In [None]:
from google.colab import drive
drive.mount('/content/gdrive')
root_path = '/content/gdrive/MyDrive/'

Mounted at /content/gdrive


In [None]:
"""
Experiments with going back and forth between time-space and fft-space audio.
"""

from IPython.display import Audio
import numpy as np
import scipy.io.wavfile

In [None]:
# Input audio file (must be in wav format)
INPUT_AUDIO = "/content/gdrive/MyDrive/APS360 Group Project/Experiments/FFT/1812_Overture.wav"
sample_rate, data = scipy.io.wavfile.read(INPUT_AUDIO)
num_samples = len(data)

print(data.shape)
data = data.T
print(data.shape)

# Allow audio to be played.
Audio(data=data, rate=sample_rate)

(328545, 2)
(2, 328545)


# Experiment 1: Transforming Entire Audio

In [None]:
"""
Single DFFT

Calculate FFT of entire data at one time, then reconstruct.
"""

# There are as many frequency bins as there are elements in the original audio.
# Each element is the complex amplitude of that bin.
# Each bin i has center frequency i * (sample rate) / (num samples)
single_fft_freqs = np.fft.fft(data)

We can now reconsruct the audio in two different ways.

In [None]:
# 1. (Easier) Using np's built in inverse FFT.
print("Single DFFT, Inverse FFFT")
single_ifft_audio = np.fft.ifft(single_fft_freqs)
Audio(data=single_ifft_audio, rate=sample_rate)

Single DFFT, Inverse FFFT


  data = np.array(data, dtype=float)


In [None]:
# 2. (More Insightful) Manually
#    Map real portions to cos waves.
#    Map imaginary portions to sin waves.
#    Superimpose and re-sample.

# This is *technically* possible, but isn't practical over this timescale.
# Because we are using the entire audio sample at one time, there's a huge
# number of components to calculate (billions).
# Doing it in time takes forever, in memory crashes the system.
# This method may be possible if we chunk the audio first.

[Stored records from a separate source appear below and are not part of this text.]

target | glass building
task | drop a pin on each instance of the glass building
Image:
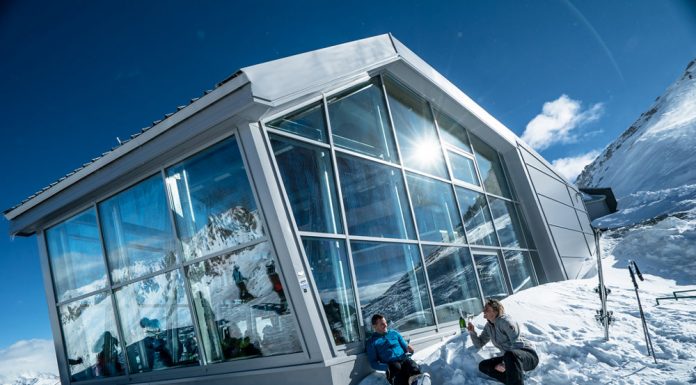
(250, 236)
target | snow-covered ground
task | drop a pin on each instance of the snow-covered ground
(559, 319)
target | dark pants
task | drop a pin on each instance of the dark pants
(516, 363)
(400, 371)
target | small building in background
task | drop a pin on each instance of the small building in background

# Experiment 2: Chunking Audio
First, the audio will be broken into fixed length chunks (0 padded at the end.)

Then, each of those chunks will individually be FFTd and IFFTd.

Then, those results will be re-fused.

In [None]:
"""
Split the data into evenly sized chunks.
"""

samples_per_chunk = 1

# zero-pad the end of the data to make it easily chunk-able.
padding_needed = 100 - len(data) % samples_per_chunk
padded_data = np.pad(data, (0, padding_needed))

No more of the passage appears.